Algorithmic Machine Learning

[AML]
T Technical Teaching


Abstract

This course aims at providing a solid and practical algorithmic foundation to the design and use of scalable machine learning algorithms, with particular emphasis on the MapReduce programming model. Students will get familiar with a wide range of topics, through the application of theoretic ideas on problems of practical interest. This is a "reverse class", in which students are required to study (or revise) a particular topic at home, and apply what they have learned solving real world problems, including industrial applications, during numerous laboratory sessions. Laboratory sessions are based on modern technologies such as Jupyter Notebooks.

 Teaching and Learning Methods: Laboratory sessions (group of 2 students) 

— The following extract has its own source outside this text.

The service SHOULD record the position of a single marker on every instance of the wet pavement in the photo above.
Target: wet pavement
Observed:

Course Policies: Attendance to Lab sessions is mandatory.

Bibliography

  • An Introduction to Statistical Learning, by Gareth James, Daniela Witten, Trevor Hastie and Robert Tibshirani
  • Pattern recognition and Machine Learning, by C. Bishop, Springer
  • Advanced Analytics with Spark, by Sandy Ryza, Uri Laserson, Sean Owen, Josh Wills
  • Understanding Machine Learning: From Theory to Algorithms, by Shai Shalev-Shwartz and Shai Ben-David
  • Mining of Massive Datasets, Jure Leskovec (Stanford University), Anand Rajaraman (Milliways Laboratories), Jeffrey David Ullman (Stanford University), Cambridge University Press

Requirements

The prerequisites for this course are the MALIS (FALL) and ASI (SPRING) courses

Description

  •  Introduction and Apache Spark refresher
  • Notebook: Python and Apache spark ramp-up exercises
  • Notebook: Recommender systems, applied to the music industry
  • Notebook: Regression using decision trees and random forests, applied to the airline industry
  • Notebook: Monte-Carlo methods, applied to financial risk analysis
  • Notebook: Anomaly detection, applied to the telecommunication industry
  • Notebook: Time-series analysis, applied to neuroimaging
  • Notebook: Industry-driven applications

Learning outcomes:

  • Understand a data science problem statement, identify the theoretical tools and algorithmic implementation to solve the problem
  • Design and implement end-to-end software methods to analyze and prepare data, use data to learn a statistical model, and use the model to make inference
  • Validate and assess the quality of an end-to-end software method to address a data science problem

Nb hours: 42.00, at least 12 Lab sessions (36 hours) 

Grading Policy: Lab reports

Nb hours: 42.00
Nb hours per week: 3.00